Before "ANW," Caldiero bussed tables at a restaurant in Colorado when he wasn't working construction or teaching climbing in between traveling everywhere he could to rock climb. Now he travels around doing appearances on behalf of "ANW."

Caldiero said he enjoys inspiring others, especially children, to be healthy and fit. He's met 14-year-olds who have lost 100 pounds, and people of all ages whose lives have been transformed by his healthy example.

"It inspires me to want to go back and put myself out there on the stage," he said. "I really don't like being on TV. I don't like being the center of attention and onstage like that. … At the end of the day, through that platform and through the moments of me putting myself out there on television, if I can inspire the world to do cool, great things, that's totally worth it."

Michael Hickey, NBC
Isaac Caldiero on the course of "American Ninja Warrior" in Indianapolis.

But even fulfilled dreams can have a downside. Although Caldiero considers himself an athlete, the public sees him as a reality TV star. Unlike most reality TV, however, he said "ANW" is true unscripted drama. It takes a lot of athleticism to compete on the program and make it through any of the challenges, but only true fans of the show tend to realize that what they see on the program is real.

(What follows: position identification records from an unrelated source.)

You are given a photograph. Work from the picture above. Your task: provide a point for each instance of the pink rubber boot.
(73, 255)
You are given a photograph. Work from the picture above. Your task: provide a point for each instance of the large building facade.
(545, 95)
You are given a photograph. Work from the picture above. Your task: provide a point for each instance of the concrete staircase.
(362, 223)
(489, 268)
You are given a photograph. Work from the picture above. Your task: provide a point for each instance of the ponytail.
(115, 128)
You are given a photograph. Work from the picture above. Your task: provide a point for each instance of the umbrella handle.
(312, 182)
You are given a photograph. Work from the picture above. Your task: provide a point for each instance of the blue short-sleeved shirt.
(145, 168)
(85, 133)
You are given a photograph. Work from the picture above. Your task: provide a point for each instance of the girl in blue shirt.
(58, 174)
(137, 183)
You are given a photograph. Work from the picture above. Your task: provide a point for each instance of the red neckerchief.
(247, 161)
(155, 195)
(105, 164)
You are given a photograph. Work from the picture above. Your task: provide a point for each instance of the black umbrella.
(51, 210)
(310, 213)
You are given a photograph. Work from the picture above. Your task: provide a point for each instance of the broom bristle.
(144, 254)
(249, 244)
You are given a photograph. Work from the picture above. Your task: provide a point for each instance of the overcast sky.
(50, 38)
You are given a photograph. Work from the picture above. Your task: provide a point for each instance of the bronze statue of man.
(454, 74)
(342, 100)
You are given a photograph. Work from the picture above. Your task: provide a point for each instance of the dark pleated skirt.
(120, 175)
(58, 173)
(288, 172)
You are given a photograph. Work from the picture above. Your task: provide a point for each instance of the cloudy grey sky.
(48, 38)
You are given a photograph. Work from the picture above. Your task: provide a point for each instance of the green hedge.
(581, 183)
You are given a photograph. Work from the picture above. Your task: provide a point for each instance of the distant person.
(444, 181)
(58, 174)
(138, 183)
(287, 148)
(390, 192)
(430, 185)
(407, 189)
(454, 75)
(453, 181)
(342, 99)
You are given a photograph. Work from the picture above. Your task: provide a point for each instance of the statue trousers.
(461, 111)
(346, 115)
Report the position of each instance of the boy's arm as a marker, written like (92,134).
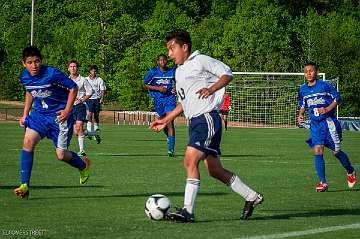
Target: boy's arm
(27,107)
(222,82)
(160,124)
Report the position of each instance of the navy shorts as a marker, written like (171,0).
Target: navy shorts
(326,132)
(93,105)
(205,133)
(79,112)
(46,126)
(164,105)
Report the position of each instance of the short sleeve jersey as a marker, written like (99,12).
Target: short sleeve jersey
(157,77)
(84,87)
(320,95)
(98,85)
(49,89)
(197,72)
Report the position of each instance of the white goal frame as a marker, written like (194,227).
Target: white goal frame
(265,99)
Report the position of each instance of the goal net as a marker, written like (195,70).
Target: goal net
(264,99)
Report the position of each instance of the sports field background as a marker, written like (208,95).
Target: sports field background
(131,164)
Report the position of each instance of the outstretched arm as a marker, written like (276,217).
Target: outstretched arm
(160,124)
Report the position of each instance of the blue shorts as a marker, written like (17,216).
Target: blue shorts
(205,133)
(326,132)
(164,105)
(45,125)
(93,105)
(79,112)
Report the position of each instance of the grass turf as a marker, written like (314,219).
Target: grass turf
(131,163)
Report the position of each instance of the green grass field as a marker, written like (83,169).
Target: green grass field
(131,164)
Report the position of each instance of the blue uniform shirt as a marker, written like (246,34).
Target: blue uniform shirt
(156,77)
(50,89)
(320,95)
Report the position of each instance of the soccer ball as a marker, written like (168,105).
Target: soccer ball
(157,206)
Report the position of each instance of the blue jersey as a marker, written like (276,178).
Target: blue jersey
(156,77)
(49,89)
(320,95)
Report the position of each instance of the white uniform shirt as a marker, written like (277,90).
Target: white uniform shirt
(199,71)
(84,87)
(98,85)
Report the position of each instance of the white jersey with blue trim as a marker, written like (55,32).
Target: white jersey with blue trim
(49,89)
(98,85)
(84,87)
(319,95)
(199,71)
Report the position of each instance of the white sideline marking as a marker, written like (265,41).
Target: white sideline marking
(304,233)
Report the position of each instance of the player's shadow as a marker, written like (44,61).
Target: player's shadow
(314,213)
(52,186)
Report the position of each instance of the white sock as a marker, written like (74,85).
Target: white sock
(191,189)
(242,189)
(81,142)
(89,126)
(96,126)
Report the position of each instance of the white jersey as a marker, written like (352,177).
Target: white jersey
(98,85)
(199,71)
(84,87)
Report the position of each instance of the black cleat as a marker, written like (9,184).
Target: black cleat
(182,215)
(250,205)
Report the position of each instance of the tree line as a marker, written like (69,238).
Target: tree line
(124,37)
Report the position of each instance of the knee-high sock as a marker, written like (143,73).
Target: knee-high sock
(345,162)
(26,162)
(320,167)
(81,142)
(241,188)
(191,189)
(77,162)
(171,143)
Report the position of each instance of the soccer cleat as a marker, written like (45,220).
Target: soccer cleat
(250,205)
(181,215)
(22,191)
(351,178)
(81,153)
(321,187)
(85,173)
(171,154)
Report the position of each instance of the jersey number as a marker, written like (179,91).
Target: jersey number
(181,94)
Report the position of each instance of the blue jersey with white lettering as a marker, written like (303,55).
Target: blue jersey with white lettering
(49,89)
(320,95)
(157,77)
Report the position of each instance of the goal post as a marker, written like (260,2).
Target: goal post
(265,99)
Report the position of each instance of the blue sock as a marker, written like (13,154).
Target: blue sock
(77,162)
(165,130)
(320,167)
(171,143)
(26,162)
(344,160)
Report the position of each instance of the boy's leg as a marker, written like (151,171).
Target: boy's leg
(216,170)
(31,138)
(191,164)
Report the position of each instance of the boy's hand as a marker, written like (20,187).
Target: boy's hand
(62,115)
(157,125)
(301,119)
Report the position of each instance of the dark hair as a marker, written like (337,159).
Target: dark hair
(74,61)
(31,51)
(93,67)
(161,55)
(312,63)
(180,36)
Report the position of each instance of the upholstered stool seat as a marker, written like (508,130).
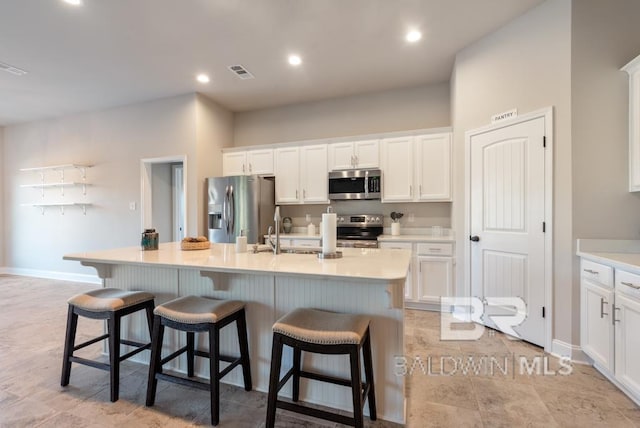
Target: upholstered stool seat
(109,304)
(193,314)
(322,332)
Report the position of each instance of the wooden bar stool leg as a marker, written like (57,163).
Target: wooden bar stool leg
(214,373)
(274,380)
(356,386)
(69,343)
(156,357)
(190,352)
(241,324)
(297,357)
(113,326)
(368,371)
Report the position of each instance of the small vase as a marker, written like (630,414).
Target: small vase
(395,229)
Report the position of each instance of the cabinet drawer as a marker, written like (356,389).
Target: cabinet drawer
(435,249)
(396,245)
(628,283)
(597,272)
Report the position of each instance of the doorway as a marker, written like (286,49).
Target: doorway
(164,194)
(509,252)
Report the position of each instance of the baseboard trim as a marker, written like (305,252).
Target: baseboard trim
(62,276)
(564,349)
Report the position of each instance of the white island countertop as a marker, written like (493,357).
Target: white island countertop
(356,264)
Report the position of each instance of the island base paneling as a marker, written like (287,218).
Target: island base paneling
(268,297)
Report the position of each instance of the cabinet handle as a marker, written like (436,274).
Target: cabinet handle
(628,284)
(614,315)
(602,303)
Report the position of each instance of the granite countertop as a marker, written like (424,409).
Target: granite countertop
(377,265)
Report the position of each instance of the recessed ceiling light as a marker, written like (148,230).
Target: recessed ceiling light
(413,36)
(202,78)
(295,60)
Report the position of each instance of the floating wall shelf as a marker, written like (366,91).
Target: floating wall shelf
(61,184)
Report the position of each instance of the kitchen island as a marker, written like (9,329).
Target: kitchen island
(363,281)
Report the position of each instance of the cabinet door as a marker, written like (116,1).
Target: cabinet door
(260,162)
(435,279)
(397,167)
(341,156)
(433,167)
(627,348)
(409,293)
(596,326)
(367,154)
(233,163)
(314,176)
(287,175)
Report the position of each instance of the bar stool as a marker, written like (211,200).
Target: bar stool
(109,304)
(199,314)
(322,332)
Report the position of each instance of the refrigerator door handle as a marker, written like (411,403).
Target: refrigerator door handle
(225,208)
(232,210)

Caldiero discovered his love for the outdoors right here in Utah through participating in the Boy Scouts of America as a kid. The program was an outlet that gave him the drive to discover what he could do in Utah's mountains. He started mountain biking, hiking, snowboarding — then finally climbing when he was about 14 years old. He's been a professional climber for 20 years.

He said the mountains of Utah have the best climbing in the world. His family still lives in the Beehive State, and every time he comes back to visit he's amazed.

"Of all the places I've ever been, I always come back to Utah and I'm like, 'Wow, Utah is pretty freaking awesome,'" he said.

Isaac Caldiero's next appearance on "American Ninja Warrior" will be on Monday, Aug. 6. "American Ninja Warrior" airs Mondays at 8 p.m. on NBC.